Anton Natun menegaskan, Bawaslu dan Sentra Gakkumdu mesti memberikan tindakan tegas kepada siapa saja termasuk Parpol peserta Pemilu yang terang-terangan melakukan pelanggaran Pemilu agar menghasilkan Pemilu yang berkualitas, bersih dan aman.

Mantan Wakil Ketua DPRD Kabupaten Kupang periode 2009 – 2014 ini membeberkan fakta adanya upaya terstruktur dengan menggerakkan alat kekuasaan dalam upaya memenangkan pihak tertentu termasuk diantaranya menggunakan politik uang untuk meraih sebanyak-banyaknya dukungan masyarakat.
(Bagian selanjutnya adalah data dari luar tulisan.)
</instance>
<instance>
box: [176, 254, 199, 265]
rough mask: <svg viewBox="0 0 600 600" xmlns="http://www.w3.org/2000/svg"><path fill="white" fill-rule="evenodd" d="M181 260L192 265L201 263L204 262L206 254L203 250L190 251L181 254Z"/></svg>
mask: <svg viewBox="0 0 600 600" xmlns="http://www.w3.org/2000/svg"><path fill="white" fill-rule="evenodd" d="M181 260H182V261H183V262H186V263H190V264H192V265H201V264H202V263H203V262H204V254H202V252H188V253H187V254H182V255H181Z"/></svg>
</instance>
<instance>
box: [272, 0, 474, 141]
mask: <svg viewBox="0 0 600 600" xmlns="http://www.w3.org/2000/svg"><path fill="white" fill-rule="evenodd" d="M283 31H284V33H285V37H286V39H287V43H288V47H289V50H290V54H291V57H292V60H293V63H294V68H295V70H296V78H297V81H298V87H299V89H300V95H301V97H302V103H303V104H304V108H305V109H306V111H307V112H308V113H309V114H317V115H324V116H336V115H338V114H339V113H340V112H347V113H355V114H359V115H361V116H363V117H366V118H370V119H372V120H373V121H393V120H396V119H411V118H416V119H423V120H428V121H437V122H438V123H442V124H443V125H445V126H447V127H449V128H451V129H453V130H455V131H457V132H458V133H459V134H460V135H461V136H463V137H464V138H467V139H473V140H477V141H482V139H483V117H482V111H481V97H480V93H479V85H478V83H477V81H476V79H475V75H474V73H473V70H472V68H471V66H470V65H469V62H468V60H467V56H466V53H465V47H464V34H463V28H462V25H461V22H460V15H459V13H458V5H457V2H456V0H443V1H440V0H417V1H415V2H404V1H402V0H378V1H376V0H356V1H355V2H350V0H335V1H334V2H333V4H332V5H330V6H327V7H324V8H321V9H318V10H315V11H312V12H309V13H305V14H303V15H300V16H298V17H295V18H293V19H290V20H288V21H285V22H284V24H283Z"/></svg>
“Kami sudah lihat kondisi ini pasti terjadi, kita liat waktu lalu orang-orang yang dapat suara tinggi itu semua pemain uang, itu bermain uang tidak sedikit tapi mudah-mudahan kalau kami tangkap langsung bawa ke Bawaslu dan polisi, kami akan tangkap,”ujarnya tegas.

Ia menyebutkan, praktek Politik Uang pada Pemilu 2019 sangat masif yang diberikan oleh pihak tertentu, juga menggandeng alat kekuasaan demi meraup dukungan signifikan. Motif ini dipastikan juga akan terjadi pada Pemilu 2014 sehingga Bawaslu diminta melakukan pengawasan dan penindakan yang tegas bagi siapapun yang diketahui melakukan segala bentuk kecurangan dan pelanggaran.